Haproxy Memory Issue : its old process have occupied hefty memory


#1

A day before we have taken reload for haproxy and next day we noticed that old process still occupying 4GB memory

~~Trace logs: Top 4 memory occupied processes are :
root@ip-10-0-x-xx:~# ps ax -o rss,user,command | sort -nr | head -n 4
8799424 haproxy /usr/local/sbin/haproxy -f /etc/haproxy/haproxy.cfg -p /var/run/haproxy.pid -D -sf 630
4918408 haproxy /usr/local/sbin/haproxy -f /etc/haproxy/haproxy.cfg -p /var/run/haproxy.pid -D -sf 27615
86292 ganglia /usr/sbin/gmond --pid-file=/var/run/ganglia-monitor.pid
29628 syslog rsyslogd

root@ip-10-0-x-xx:~#ps -ef | grep ha
haproxy 630 1 19 Jul28 ? 5-11:40:10 /usr/local/sbin/haproxy -f /etc/haproxy/haproxy.cfg -p /var/run/haproxy.pid -D -sf 27615
haproxy 13810 1 19 Aug24 ? 03:51:22 /usr/local/sbin/haproxy -f /etc/haproxy/haproxy.cfg -p /var/run/haproxy.pid -D -sf 630

Note:
processid :630 is old one which have occupied approx 4GB of ram
processid :13810 is latest one which have occupied approx 8GB of ram

Then we have checked that old id still have some few connection established :
root@ip-10-0-x-xx:~# lsof -p 630| grep TCP |wc -l
104
Note: 104 here means one for incoming and one for outgoing (i.e backend node)
i.e
root@ip-10-0-x-xx:~# lsof -p 630 | grep -v “ap-xxxx-y.compute.internal:xxxx” |grep TCP |wc -l
52

Please help me understand even with very less number of these connection on old process why it has occupied hefty memory


Memory not getting released
#2

Please help me in order to find out the rca


#3

Please use a single thread, not 3 threads for one problem. Crossposting is not getting you help any sooner, it will just led to wrong advice for the wrong people.

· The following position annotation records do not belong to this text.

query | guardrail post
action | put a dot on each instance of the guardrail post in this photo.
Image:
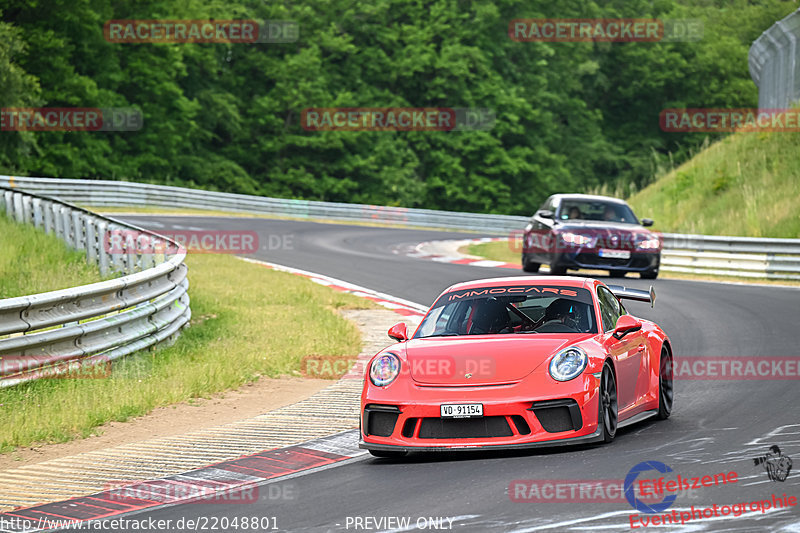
(65, 234)
(79, 239)
(38, 219)
(8, 200)
(48, 216)
(27, 209)
(18, 215)
(102, 248)
(90, 230)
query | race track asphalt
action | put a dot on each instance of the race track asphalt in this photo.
(716, 426)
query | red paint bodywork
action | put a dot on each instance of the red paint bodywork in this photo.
(518, 377)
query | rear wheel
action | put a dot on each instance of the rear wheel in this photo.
(608, 403)
(529, 266)
(665, 385)
(387, 454)
(649, 274)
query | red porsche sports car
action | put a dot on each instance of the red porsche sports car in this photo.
(517, 362)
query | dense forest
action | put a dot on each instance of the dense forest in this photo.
(570, 116)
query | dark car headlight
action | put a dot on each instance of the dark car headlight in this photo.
(568, 364)
(651, 243)
(384, 369)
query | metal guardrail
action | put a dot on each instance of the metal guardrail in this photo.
(700, 254)
(774, 62)
(100, 193)
(68, 331)
(744, 257)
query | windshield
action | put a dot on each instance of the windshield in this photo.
(510, 310)
(596, 210)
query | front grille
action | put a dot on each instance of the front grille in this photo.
(596, 260)
(409, 427)
(558, 415)
(464, 428)
(380, 419)
(522, 425)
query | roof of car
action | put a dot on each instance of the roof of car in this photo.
(590, 197)
(562, 281)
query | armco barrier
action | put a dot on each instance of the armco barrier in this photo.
(700, 254)
(71, 330)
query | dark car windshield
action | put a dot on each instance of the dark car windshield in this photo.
(513, 309)
(596, 210)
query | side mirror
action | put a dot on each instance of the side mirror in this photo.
(626, 324)
(398, 332)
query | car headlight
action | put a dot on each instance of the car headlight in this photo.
(568, 364)
(650, 244)
(575, 238)
(384, 369)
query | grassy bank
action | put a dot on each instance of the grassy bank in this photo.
(496, 251)
(32, 262)
(248, 321)
(745, 185)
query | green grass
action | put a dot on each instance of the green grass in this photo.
(248, 321)
(496, 251)
(33, 262)
(748, 184)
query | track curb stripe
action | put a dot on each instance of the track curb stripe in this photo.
(240, 474)
(237, 477)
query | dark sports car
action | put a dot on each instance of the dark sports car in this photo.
(573, 231)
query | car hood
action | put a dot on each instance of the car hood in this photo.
(480, 359)
(607, 234)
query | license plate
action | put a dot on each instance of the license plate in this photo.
(461, 410)
(615, 254)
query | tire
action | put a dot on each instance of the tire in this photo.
(649, 274)
(666, 390)
(387, 454)
(528, 266)
(608, 409)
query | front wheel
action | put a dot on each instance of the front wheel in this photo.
(529, 266)
(608, 403)
(665, 386)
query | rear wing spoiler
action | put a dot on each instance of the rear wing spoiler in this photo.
(624, 293)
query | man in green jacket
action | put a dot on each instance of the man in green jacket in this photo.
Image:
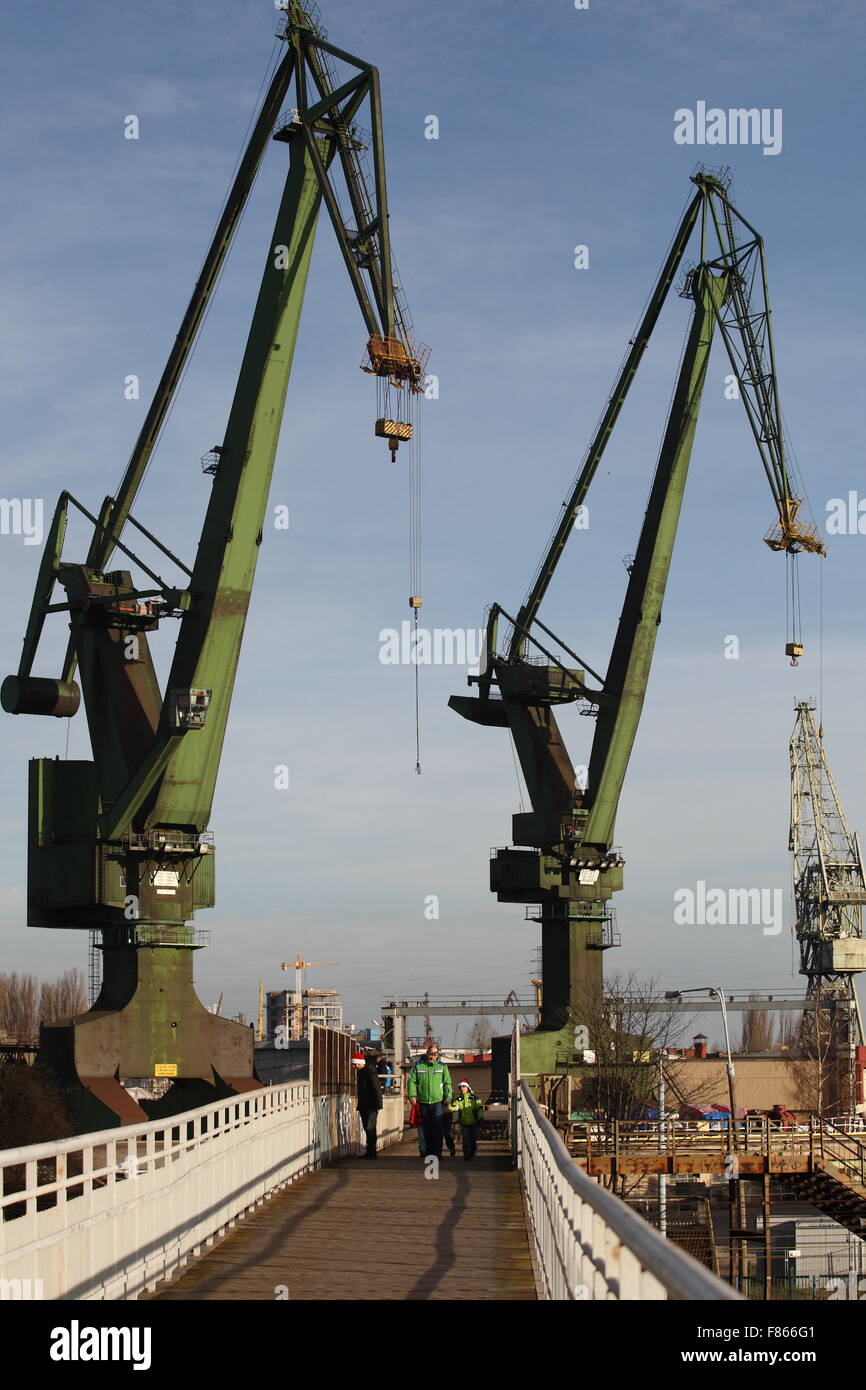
(430, 1084)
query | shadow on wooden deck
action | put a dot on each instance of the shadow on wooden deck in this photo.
(377, 1230)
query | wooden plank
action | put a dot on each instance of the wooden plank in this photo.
(362, 1230)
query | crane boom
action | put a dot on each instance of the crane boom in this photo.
(120, 844)
(563, 861)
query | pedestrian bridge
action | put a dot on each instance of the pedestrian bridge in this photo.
(263, 1197)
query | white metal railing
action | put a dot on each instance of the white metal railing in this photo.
(588, 1243)
(111, 1214)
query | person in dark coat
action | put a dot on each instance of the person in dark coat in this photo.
(369, 1101)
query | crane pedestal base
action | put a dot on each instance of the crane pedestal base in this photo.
(148, 1022)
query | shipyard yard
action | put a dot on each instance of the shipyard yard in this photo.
(573, 567)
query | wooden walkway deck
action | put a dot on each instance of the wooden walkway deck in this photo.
(377, 1230)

Post the output of “haproxy -vv” and the configuration (especially important are timeout values).


#4

ubuntu@ip-10-0-x-xx:~$ haproxy -vv
HA-Proxy version 1.5.18 2016/05/10
Copyright 2000-2016 Willy Tarreau willy@haproxy.org

Build options :
TARGET = linux2628
CPU = native
CC = gcc
CFLAGS = -O2 -march=native -g -fno-strict-aliasing
OPTIONS = DLMALLOC_SRC=…/malloc.c USE_OPENSSL=1 USE_STATIC_PCRE=1

Default settings :
maxconn = 2000, bufsize = 16384, maxrewrite = 8192, maxpollevents = 200

Encrypted password support via crypt(3): yes
Built without zlib support (USE_ZLIB not set)
Compression algorithms supported : identity
Built with OpenSSL version : OpenSSL 1.0.1f 6 Jan 2014
Running on OpenSSL version : OpenSSL 1.0.1f 6 Jan 2014
OpenSSL library supports TLS extensions : yes
OpenSSL library supports SNI : yes
OpenSSL library supports prefer-server-ciphers : yes
Built with PCRE version : 8.31 2012-07-06
PCRE library supports JIT : no (USE_PCRE_JIT not set)
Built with transparent proxy support using: IP_TRANSPARENT IPV6_TRANSPARENT IP_FREEBIND

Available polling systems :
epoll : pref=300, test result OK
poll : pref=200, test result OK
select : pref=150, test result OK
Total: 3 (3 usable), will use epoll.

ubuntu@ip-10-0-x-xx:~$

ubuntu@ip-10-0-x-xx:~$ cat /etc/haproxy/haproxy.cfg
global
maxconn 500000
user haproxy
group haproxy
daemon
tune.ssl.default-dh-param 2048
stats socket /var/run/haproxy.socket group ganglia mode 775 level operator

defaults
retries 3
option redispatch
maxconn 500000
timeout connect 300000
timeout client 660000
timeout server 660000

frontend inbound
rate-limit sessions 5000
mode tcp
bind *:port1
bind *:port2
bind *:port3
bind *:443 ssl crt /etc/ssl-cert-path/new-x.y.z.crt.pem
default_backend bk_servers

backend bk_servers
balance listen
server namexyz 10.0.x.yz:port check weight 100 inter 5000
ubuntu@ip-10-0-x-xx:~$


#5

Don’t use DLMALLOC unless you know exactly what you are doing. I have not seen a DLMALLOC build in a long time, it won’t certainly resolve your problems magically.

Seems to me the connection don’t timeout, I guess they continue to generate traffic so they don’t timeout.

I suggest you tcpdump those connections to see what kind of traffic still runs through those old processes (pick some of the ports from the lsof output and make a tcpdump filter for it).